Benjamin Rush (January 4, 1746 [O.S. December 24, 1745] – April 19, 1813) was a physician, writer, educator, and humanitarian. Rush was a Founding Father, signer of the Declaration of Independence, and George Washington's personal century physician. He was a confidant of Thomas Jefferson (who is often quoted from letters to Rush), authored one of the first major essays against slavery in the Colonies (in 1773), and is considered by some to be the "Father of American Psychiatry".
- Temperate, sincere, and intelligent inquiry and discussion are only to be dreaded by the advocates of error. The truth need not fear them...
- Provisions of the Last Will and Testament of Dr. James Rush 
- I need say hardly anything in favor of the Intellects of the Negroes, or of their capacities for virtue and happiness, although these have been supposed by some to be inferior to those of the inhabitants of Europe. The accounts which travelers give of their ingenuity, humanity and strong attachments to their parents, relations, friends and country, show us that they are equal to the Europeans.… All the vices which are charged upon the Negroes in the southern colonies, and the West Indies, such as Idleness, Treachery, Theft and the like, are the genuine offspring of slavery, and serve as an argument to prove, that they were not intended, by Providence, for it.
- On Slavekeeping (1773)
- The American war is over; but this far from being the case with the American revolution. On the contrary, nothing but the first act of the drama is closed. It remains yet to establish and perfect our new forms of government, and to prepare the principles, morals, and manners of our citizens for these forms of government after they are established and brought to perfection.
- Letter to Price, May 25, 1786
- Freedom can exist only in the society of knowledge. Without learning, men are incapable of knowing their rights.
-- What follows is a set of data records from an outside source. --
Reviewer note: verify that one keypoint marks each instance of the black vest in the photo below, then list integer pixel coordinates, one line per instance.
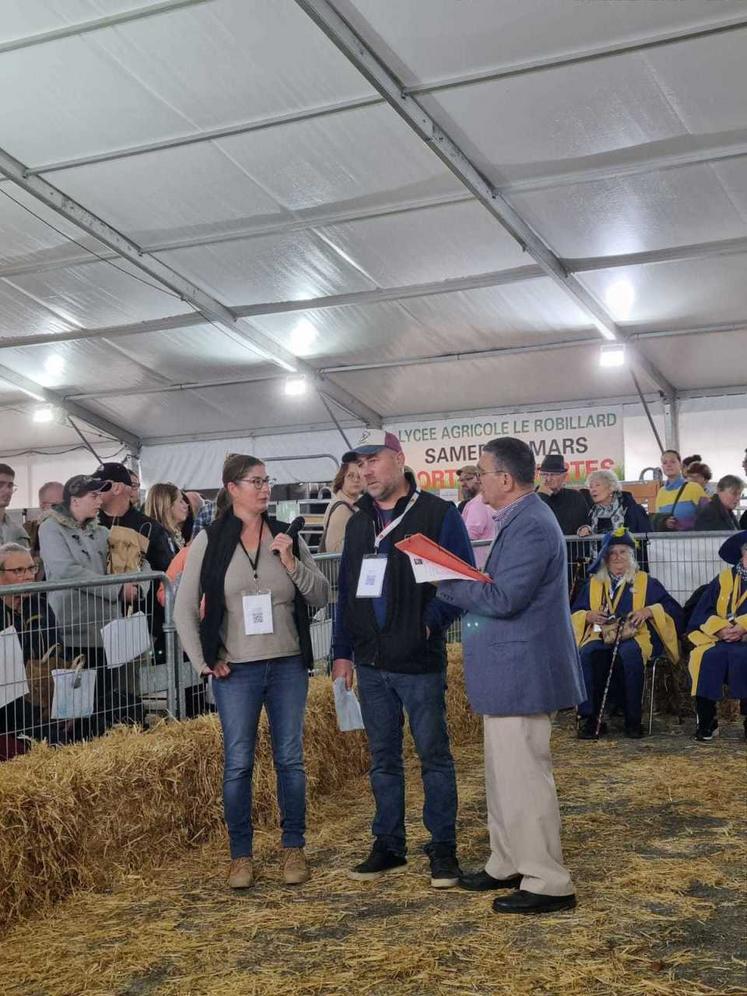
(401, 644)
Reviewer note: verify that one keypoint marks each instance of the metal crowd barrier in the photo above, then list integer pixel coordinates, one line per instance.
(79, 657)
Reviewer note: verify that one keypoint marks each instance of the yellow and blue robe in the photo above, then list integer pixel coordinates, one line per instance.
(713, 662)
(659, 635)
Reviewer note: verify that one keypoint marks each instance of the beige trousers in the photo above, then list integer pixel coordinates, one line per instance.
(523, 814)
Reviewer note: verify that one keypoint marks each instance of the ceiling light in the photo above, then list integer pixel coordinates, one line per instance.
(54, 365)
(303, 337)
(620, 297)
(612, 356)
(295, 386)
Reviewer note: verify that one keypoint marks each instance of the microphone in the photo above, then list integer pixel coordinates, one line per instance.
(293, 529)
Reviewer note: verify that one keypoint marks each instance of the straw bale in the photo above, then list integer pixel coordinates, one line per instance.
(82, 816)
(653, 830)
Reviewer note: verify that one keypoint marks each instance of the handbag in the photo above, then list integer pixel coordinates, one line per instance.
(41, 682)
(74, 691)
(126, 639)
(628, 630)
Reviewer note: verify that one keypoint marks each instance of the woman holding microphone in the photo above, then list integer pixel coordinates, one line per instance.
(253, 638)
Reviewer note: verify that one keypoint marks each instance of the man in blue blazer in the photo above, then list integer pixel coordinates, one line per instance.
(521, 664)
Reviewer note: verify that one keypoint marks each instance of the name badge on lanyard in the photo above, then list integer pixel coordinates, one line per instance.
(373, 566)
(371, 578)
(257, 612)
(257, 605)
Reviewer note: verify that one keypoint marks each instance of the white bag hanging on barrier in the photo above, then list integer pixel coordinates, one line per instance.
(347, 707)
(13, 683)
(125, 639)
(74, 690)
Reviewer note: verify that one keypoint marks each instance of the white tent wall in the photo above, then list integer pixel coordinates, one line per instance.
(34, 469)
(713, 427)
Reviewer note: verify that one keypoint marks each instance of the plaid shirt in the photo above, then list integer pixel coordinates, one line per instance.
(204, 518)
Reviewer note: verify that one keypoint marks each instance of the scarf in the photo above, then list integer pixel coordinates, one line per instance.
(223, 538)
(613, 511)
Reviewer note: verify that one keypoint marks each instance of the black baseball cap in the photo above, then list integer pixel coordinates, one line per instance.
(115, 472)
(81, 485)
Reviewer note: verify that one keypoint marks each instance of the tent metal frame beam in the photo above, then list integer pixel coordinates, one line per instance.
(410, 361)
(434, 87)
(97, 24)
(539, 407)
(392, 294)
(56, 400)
(379, 75)
(215, 312)
(674, 37)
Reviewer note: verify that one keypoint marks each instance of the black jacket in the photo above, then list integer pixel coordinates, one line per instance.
(570, 508)
(401, 645)
(715, 517)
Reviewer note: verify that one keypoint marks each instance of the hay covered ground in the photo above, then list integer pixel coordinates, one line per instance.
(654, 831)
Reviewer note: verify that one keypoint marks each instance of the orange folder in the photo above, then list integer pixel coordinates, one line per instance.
(419, 545)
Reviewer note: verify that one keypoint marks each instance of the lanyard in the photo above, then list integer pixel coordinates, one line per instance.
(255, 562)
(612, 603)
(395, 522)
(737, 595)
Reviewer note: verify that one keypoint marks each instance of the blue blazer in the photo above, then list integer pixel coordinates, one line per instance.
(520, 655)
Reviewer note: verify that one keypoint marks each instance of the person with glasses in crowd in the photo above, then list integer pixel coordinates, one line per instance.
(469, 482)
(253, 638)
(75, 547)
(34, 624)
(393, 631)
(678, 500)
(477, 517)
(717, 630)
(347, 488)
(10, 531)
(520, 665)
(569, 506)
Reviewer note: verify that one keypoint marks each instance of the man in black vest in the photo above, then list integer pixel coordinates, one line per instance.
(569, 506)
(394, 630)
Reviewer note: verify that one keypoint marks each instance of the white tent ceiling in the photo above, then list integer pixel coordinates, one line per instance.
(197, 196)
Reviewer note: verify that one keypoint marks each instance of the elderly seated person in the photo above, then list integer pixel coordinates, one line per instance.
(719, 513)
(612, 507)
(718, 631)
(32, 620)
(618, 595)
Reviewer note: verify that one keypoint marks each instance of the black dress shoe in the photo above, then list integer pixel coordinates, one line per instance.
(588, 729)
(531, 902)
(482, 882)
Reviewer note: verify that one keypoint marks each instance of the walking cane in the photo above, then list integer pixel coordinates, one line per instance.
(615, 648)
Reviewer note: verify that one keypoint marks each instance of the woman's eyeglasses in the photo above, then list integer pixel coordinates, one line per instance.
(258, 483)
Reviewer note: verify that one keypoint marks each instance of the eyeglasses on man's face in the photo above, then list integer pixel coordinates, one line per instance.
(18, 572)
(258, 483)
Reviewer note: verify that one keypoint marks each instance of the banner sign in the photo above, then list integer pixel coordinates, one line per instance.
(588, 438)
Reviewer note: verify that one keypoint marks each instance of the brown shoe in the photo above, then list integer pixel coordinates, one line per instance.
(241, 873)
(295, 868)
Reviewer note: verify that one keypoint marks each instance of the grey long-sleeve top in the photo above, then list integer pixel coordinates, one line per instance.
(236, 646)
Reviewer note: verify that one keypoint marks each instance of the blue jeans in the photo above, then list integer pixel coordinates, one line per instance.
(281, 686)
(384, 697)
(627, 679)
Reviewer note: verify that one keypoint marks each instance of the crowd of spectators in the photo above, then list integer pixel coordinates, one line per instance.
(99, 524)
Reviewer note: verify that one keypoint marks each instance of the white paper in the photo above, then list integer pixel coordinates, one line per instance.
(257, 614)
(371, 578)
(69, 702)
(347, 707)
(13, 683)
(125, 639)
(425, 571)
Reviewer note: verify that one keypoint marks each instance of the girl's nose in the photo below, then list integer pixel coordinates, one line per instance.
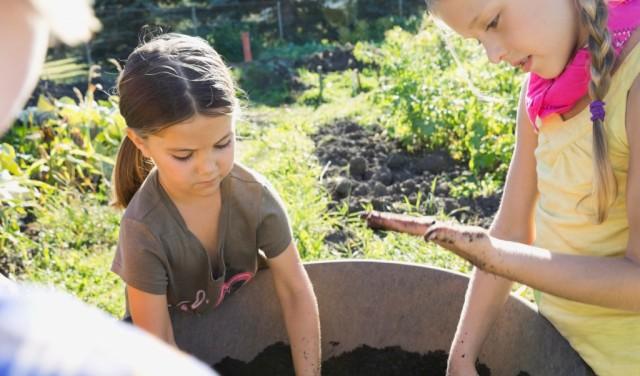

- Education Agreeable to a Republican Form of Government 
- I agree with you likewise in your wishes to keep religion and government independant of each Other. Were it possible for St. Paul to rise from his grave at the present juncture, he would say to the Clergy who are now so active in settling the political Affairs of the World. “Cease from your political labors your kingdom is not of this World. Read my Epistles. In no part of them will you perceive me aiming to depose a pagan Emperor, or to place a Christian upon a throne. Christianity disdains to receive Support from human Governments. From this, it derives its preeminence over all the religions that ever have, or ever Shall exist in the World. Human Governments may receive Support from Christianity but it must be only from the love of justice, and peace which it is calculated to produce in the minds of men. By promoting these, and all the Other Christian Virtues by your precepts, and example, you will much sooner overthrow errors of all kind, and establish our pure and holy religion in the World, than by aiming to produce by your preaching, or pamphflets any change in the political state of mankind.”
- Letter to Thomas Jefferson, 6 October 1800,” Founders Online, National Archives. Source: The Papers of Thomas Jefferson, vol. 32, ed. Barbara B. Oberg. Princeton: Princeton University Press, 2005, pp. 204–207
- But passing by all other considerations, and contemplating merely the political institutions of the United States, I lament that we waste so much time and money in punishing crimes and take so little pains to prevent them. We profess to be republicans, and yet we neglect the only means of establishing and perpetuating our republican forms of government; that is, the universal education of our youth in the principles of Christianity by means of the Bible; for this divine book, above all others, favors that equality among mankind, that respect for just laws, and all those sober and frugal virtues which constitute the soul of republicanism.
- A Defence of the Use of the Bible in Schools American Tract Society, 1820. 
- It must afford no small pleasure to a benevolent mind in the midst of a war, which daily makes so much havoc with the human species, to reflect, that the small-pox which once proved equally fatal to thousands, has been checked in its career, and in a great degree subdued by the practice of Inoculation.
- Rush, Benjamin (1792). The New Method of Inoculating for the Small-Pox. Philadelphia: Parry Hall.